Rain clouds hung over the mountains Saturday, a continuation of the wet weather that has been deluging Virginia the past week.
Many of the old farm structures are caving in, eventually resulting in the demise of the craftsmanship of the past
Daily rainstorms have left mountain rivers and streams at full bank. While traveling up mountain hollows, debris across the road and on fences showed where water had jumped the banks. This is the Little Piney River in Amherst County.
Stonehouse Lake in Amherst where a couple of fishermen were trying their luck on a quiet Saturday afternoon.
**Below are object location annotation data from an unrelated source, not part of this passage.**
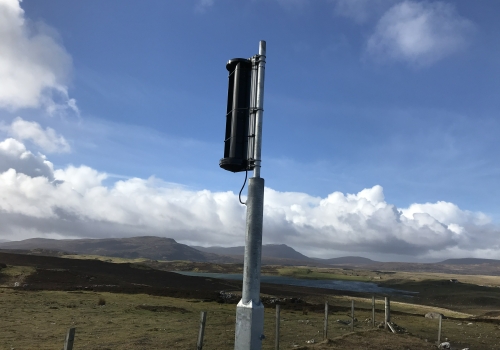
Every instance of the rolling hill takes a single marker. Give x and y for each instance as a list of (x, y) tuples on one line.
[(155, 248)]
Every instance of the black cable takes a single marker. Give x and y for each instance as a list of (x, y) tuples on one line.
[(242, 187)]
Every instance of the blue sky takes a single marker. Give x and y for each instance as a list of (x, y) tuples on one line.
[(399, 95)]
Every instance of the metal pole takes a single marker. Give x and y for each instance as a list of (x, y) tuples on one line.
[(325, 326), (373, 311), (277, 338), (439, 329), (387, 311), (352, 315), (250, 311), (201, 333)]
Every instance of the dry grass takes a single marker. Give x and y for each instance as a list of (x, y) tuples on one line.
[(30, 320)]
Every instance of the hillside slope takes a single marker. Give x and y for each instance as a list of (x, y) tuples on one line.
[(155, 248)]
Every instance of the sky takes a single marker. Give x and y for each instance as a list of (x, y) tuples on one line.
[(379, 134)]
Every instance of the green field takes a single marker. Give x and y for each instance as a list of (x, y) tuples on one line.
[(40, 319)]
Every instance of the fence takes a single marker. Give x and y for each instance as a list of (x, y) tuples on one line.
[(293, 327)]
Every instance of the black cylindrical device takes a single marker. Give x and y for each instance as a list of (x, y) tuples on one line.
[(237, 116)]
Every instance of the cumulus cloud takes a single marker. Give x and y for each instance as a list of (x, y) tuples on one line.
[(34, 66), (81, 205), (14, 155), (420, 33), (360, 10), (48, 140)]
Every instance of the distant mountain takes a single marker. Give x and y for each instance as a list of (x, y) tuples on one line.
[(155, 248), (269, 251), (469, 261), (347, 260)]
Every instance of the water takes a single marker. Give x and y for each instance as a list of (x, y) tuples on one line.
[(366, 287)]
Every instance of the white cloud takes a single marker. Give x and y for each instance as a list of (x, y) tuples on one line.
[(14, 155), (420, 33), (34, 66), (83, 206), (48, 140)]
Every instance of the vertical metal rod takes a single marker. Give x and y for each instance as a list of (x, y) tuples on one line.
[(277, 338), (439, 329), (325, 326), (352, 315), (70, 339), (387, 311), (250, 311), (201, 333), (261, 72), (373, 311)]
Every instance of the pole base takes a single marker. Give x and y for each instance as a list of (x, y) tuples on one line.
[(249, 331)]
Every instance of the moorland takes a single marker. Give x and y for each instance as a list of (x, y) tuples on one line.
[(139, 303)]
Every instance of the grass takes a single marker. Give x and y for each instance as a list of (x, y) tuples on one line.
[(325, 274), (105, 258), (149, 322)]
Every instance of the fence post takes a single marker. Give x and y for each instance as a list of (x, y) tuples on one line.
[(387, 311), (352, 315), (439, 329), (325, 325), (277, 339), (373, 311), (203, 318), (70, 339)]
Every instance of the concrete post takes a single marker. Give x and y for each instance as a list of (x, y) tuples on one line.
[(70, 339), (352, 315), (439, 329), (373, 311), (201, 333), (325, 326), (277, 337)]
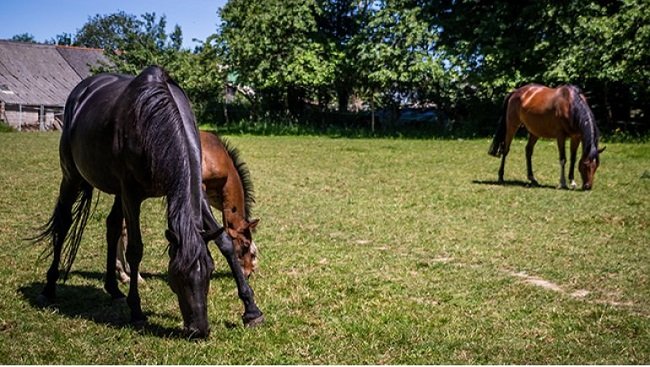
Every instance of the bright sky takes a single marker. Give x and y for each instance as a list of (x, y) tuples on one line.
[(44, 19)]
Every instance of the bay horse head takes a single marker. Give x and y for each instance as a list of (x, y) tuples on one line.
[(587, 168), (191, 284), (240, 230), (584, 118)]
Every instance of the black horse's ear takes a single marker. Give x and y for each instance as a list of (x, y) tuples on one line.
[(171, 237), (212, 235)]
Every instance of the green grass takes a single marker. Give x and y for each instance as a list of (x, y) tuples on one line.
[(372, 251)]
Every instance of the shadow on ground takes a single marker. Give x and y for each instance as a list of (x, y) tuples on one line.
[(519, 183)]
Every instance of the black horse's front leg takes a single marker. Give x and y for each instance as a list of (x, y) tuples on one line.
[(575, 142), (134, 251), (252, 315), (113, 232)]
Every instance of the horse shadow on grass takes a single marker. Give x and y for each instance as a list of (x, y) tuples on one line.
[(526, 184), (94, 304)]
On our way to Mount Pleasant National Scenic Area. Once the road turned to gravel, heavy rains had washed off much of the gravel exposing underlying rock and washed-out gullies. Since we were in my car and not my sister's SUV, we reluctantly turned back with plans to return in a more suitable vehicle. Downpours and flooding have done a job on the back roads of Virginia's mountains.
We found this charming mountain cottage that was for sale on the road to Mount Pleasant National Scenic Area. Offered by Mary Snow Realty, it has 11 acres and an adorable 1880s home with stone chimney and screened-in porch overlooking a spring-fed pond filled with native trout. Creek behind the house, mature shrubs, split rail fence, property bumps up to the national forest. Very secluded.
Huge pine trees along the driveway of the 130+-year-old cottage.
Overlooking the cottage's pond.
Looking west toward Lexington from the Blue Ridge Parkway.
Blue Ridge Parkway, that ribbon of roadway along the crest of the Blue Ridge Mountains.